It is a known fact that many people in our society endure loneliness, including very young people. It is very sad to hear an 18-year-old girl admitting that she would like to die. Loneliness is an indiscriminating force gnawing the core of a healthy society, since a cohesive society can only be formed through strong relations.

Relations are fundamental throughout our existence and the world’s. This is strongly evident in nature where complex and healthy ecosystems depend on relations between the myriad of elements of which they consist.

If nature presents such fascinating relations, shouldn’t we all seek to foster a relationship with its Creator, who is the source of all well-intentioned relations in existence? People lead healthy lives if they are able to foster and maintain healthy relations. Strong cohesive families are the building blocks of a stable society, and we should seek to build and nurture our families on God’s omnibenevolent image.

Why is listening so fundamental? Through listening relations are created, or solidified. Being helped by others in sharing our burdens is a fundamental need. One needs to find somebody who can carry one’s burden with him, who can feel secure that what is confided remains in custody of one’s friend.

But for this to happen, we need to learn to listen, because listening properly is an art. One needs time to listen well, to remain in silent attention, in order to comprehend, to offer solutions without proposing anything, or worse still, preparing an answer while listening. One feels understood and truly aided not with words but with disinterested concern.

Listening to the cry for life of the unborn, to the sigh of relief of those who anxiously awaited the result of a blood test, to the good news of a married couple who for years have hoped to have a baby…, is the way we build brick by brick a just and strong social milieu.

Interestingly, the fact that students who are regularly corrected for their misbehaviour will be the ones who will, ultimately, most appreciate their guardians, for the simple reason that, on receiving their school-leaving certificate, they remember more the attention and concern they received than their misdemeanour. This is quite significant. It denotes that we cannot live without others’ attention and care. Such efforts, even when corrective, will be ultimately valued by the individual.

Our hectic way of living does not promote healthy relationships

Prevention is better than cure, lest we want our society to resemble hasty patching of a wound. It is ironic that societal malaise is on the increase despite the seemingly economic well-being of our society.

To avoid depression, which is evidently present in our progressive society and which can lead, although not always evident, to suicidal thoughts, even suicide, the art of listening is cardinal in responsible individuals. When one is determined to take away one’s life in order to feel a degree of emotion and sentiment reflects terribly on our proliferous society.

Surely, one cannot give that which one has not. I ask, will our families succeed to educate their children in this art of receiving one another from an early stage in life, given that the parents themselves are already distant, perhaps even ignoring each other, seemingly treading on irreconcilable parallel lines despite living under the same roof?

This reality seems to suggest that our society is heading where it shouldn’t, and, one might suspect, this is an irreversible process since both parents cannot refrain from going out to work, for obvious reasons, especially if they are in need of an income to settle their bank loans.

Our hectic way of living does not promote healthy relationships, where we can exchange ideas and express sentiments. Contemporary lifestyles are not conducive to emotional well-being. We barely look at each other’s eyes, hold hands, address emotional and psychological hurts, share experiences, tell stories, have a beer together. Today relaxing is almost frowned upon; we almost conclude, erroneously, that we “lose time” in friendship.

In an ideal world, people are respected for what they really are, not as robots, not as machines, not as merely administrators, not whether one is rich or poor, not as outsiders, not as numbers; but names, members of a true brotherhood.

This would also guarantee a much-desired inclusive society, where no one lives in anonymity, no one feels unwanted, irrelevant and unaccepted.

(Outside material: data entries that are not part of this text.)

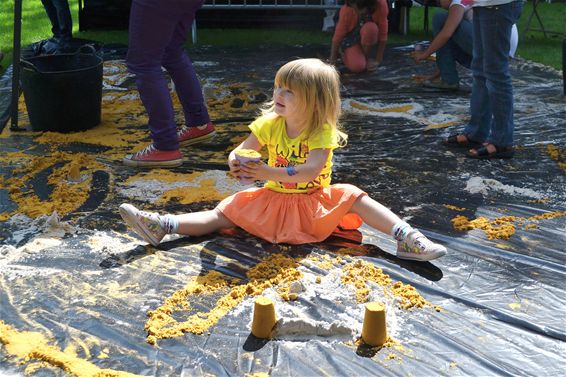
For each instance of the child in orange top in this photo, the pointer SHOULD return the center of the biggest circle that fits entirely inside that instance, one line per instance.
(361, 34)
(298, 204)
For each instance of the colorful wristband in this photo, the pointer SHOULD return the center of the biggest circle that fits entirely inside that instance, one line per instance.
(291, 171)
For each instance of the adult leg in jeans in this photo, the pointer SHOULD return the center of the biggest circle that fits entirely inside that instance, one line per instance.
(495, 108)
(500, 20)
(444, 58)
(180, 67)
(457, 49)
(462, 43)
(150, 30)
(354, 58)
(60, 17)
(480, 111)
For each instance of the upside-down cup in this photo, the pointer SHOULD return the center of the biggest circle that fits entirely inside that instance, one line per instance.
(264, 317)
(246, 156)
(374, 331)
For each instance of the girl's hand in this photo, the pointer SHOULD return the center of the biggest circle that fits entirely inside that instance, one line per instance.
(254, 170)
(419, 56)
(234, 165)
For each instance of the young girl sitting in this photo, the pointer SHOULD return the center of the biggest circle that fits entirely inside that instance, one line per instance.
(297, 204)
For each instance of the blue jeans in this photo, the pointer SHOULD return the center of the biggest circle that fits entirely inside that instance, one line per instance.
(491, 104)
(60, 17)
(157, 31)
(457, 49)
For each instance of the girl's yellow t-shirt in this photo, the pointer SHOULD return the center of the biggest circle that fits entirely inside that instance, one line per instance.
(284, 151)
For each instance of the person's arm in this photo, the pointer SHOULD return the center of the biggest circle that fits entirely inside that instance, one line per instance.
(380, 18)
(344, 21)
(306, 172)
(455, 15)
(251, 142)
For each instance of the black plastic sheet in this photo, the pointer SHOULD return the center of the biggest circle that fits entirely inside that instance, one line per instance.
(503, 300)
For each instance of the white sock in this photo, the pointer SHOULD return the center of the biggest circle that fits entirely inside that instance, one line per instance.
(170, 223)
(400, 230)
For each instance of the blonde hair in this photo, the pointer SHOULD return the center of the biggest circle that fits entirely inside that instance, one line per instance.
(317, 88)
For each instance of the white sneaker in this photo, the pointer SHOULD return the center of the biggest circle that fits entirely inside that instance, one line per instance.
(417, 247)
(145, 224)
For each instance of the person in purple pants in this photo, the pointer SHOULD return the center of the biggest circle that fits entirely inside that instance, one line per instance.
(158, 30)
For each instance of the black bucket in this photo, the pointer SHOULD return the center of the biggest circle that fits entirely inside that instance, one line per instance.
(63, 92)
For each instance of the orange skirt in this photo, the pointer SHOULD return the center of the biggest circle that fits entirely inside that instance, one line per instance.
(293, 218)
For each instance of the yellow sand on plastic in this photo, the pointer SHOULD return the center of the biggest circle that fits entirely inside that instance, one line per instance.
(27, 345)
(250, 153)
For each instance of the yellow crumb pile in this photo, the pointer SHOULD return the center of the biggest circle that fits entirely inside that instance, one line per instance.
(398, 109)
(69, 190)
(276, 270)
(249, 153)
(27, 346)
(199, 190)
(501, 227)
(390, 342)
(454, 208)
(359, 273)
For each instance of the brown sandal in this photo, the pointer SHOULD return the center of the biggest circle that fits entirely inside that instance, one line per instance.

The welcoming of foreigners in our small country will not remain an ideal concept if charity actually begins at home! This underlines the need for us to be true listeners to one another. If we are not able to listen to our beloved ones with whom we are so closely related, will we ever succeed to welcome people who arrive from afar?

Promoting the art of listening is surely a comprehensive challenge but also a possibility to guarantee to our new generations a world which is far better than the contemporary one, where the Mediterranean will no longer be a massive cemetery but a cradle of life.   

Rev. Dr Joseph Zammit is assitant head at the Sacred Heart Minor Seminary, Gozo.